Learning from user interactions, however, means learning from data that does not necessarily fit the assumptions of the standard machine learning models. Since interaction data consists of the choices that humans make, it has to be interpreted with respect to how humans make decisions, which is influenced by the decision context and constraints like human motivation and human abilities.
In this talk, I argue that we need learning approaches that explicitly model user-interaction data as the result of human decision making. To this effect, the talk explores how integrating micro-economic models of human behavior into the learning process leads to new learning algorithms that have provable guarantees under verifiable assumptions and to learning systems that perform robustly in practice. These findings imply that the design space of such human-interactive learning systems encompasses not only the machine learning algorithm itself, but also the design of the interaction under an appropriate model of user behavior.
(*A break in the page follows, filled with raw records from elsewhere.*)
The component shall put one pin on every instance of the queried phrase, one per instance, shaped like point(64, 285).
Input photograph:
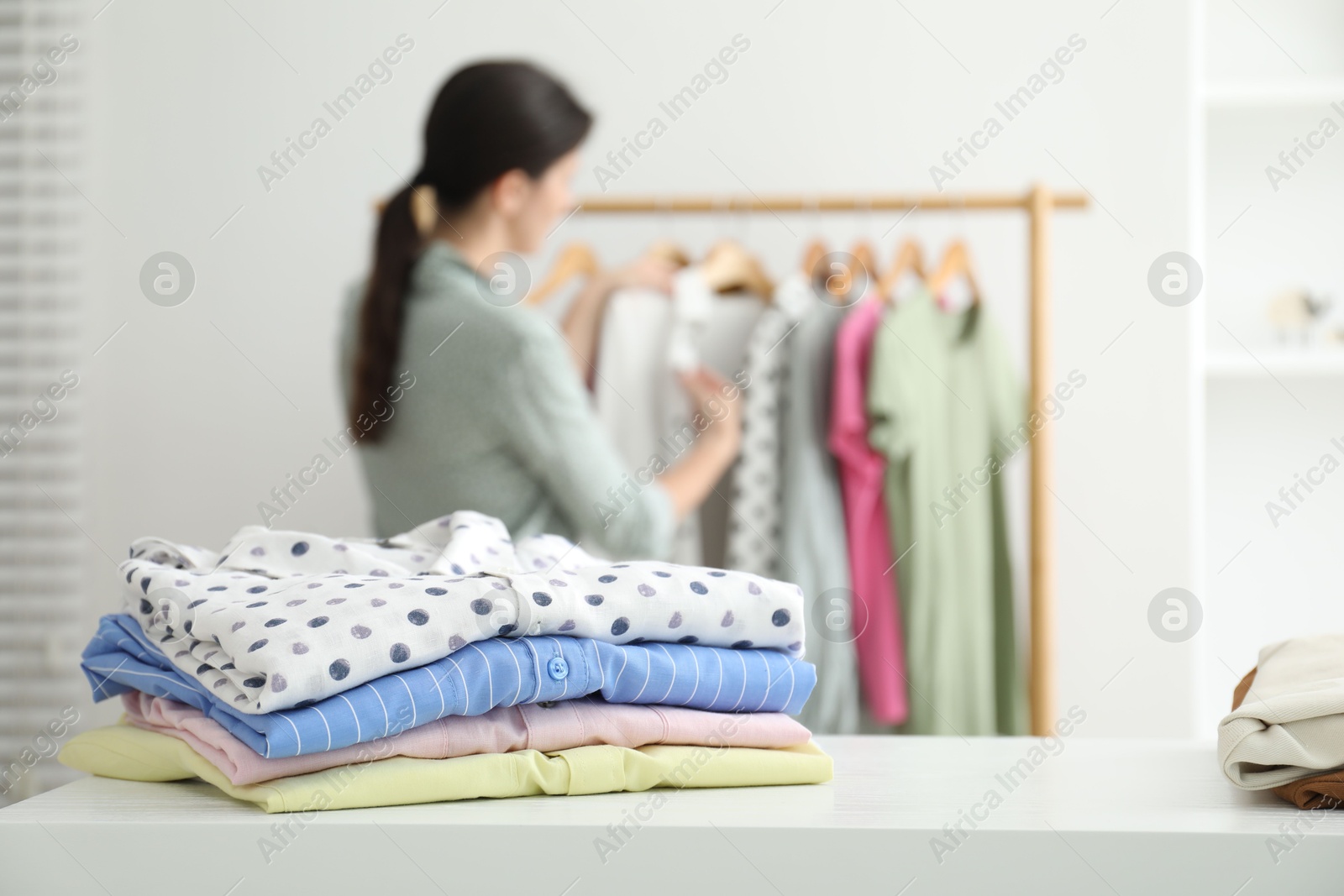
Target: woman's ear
point(510, 192)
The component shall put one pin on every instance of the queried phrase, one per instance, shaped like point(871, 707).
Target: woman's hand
point(701, 469)
point(710, 392)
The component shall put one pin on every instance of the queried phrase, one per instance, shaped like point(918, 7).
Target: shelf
point(1149, 817)
point(1285, 93)
point(1280, 362)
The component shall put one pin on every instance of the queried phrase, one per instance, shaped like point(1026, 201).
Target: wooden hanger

Bio: Thorsten Joachims is a Professor in the Department of Computer Science and in the Department of Information Science at Cornell University. His research interests center on a synthesis of theory and system building in machine learning, with applications in information access, language technology, and recommendation. His past research focused on support vector machines, text classification, structured output prediction, convex optimization, learning to rank, learning with preferences, and learning from implicit feedback. In 2001, he finished his dissertation advised by Prof. Katharina Morik at the University of Dortmund. From there he also received his Diplom in Computer Science in 1997. Between 2000 and 2001 he worked as a PostDoc at the GMD Institute for Autonomous Intelligent Systems. From 1994 to 1996 he was a visiting scholar with Prof. Tom Mitchell at Carnegie Mellon University.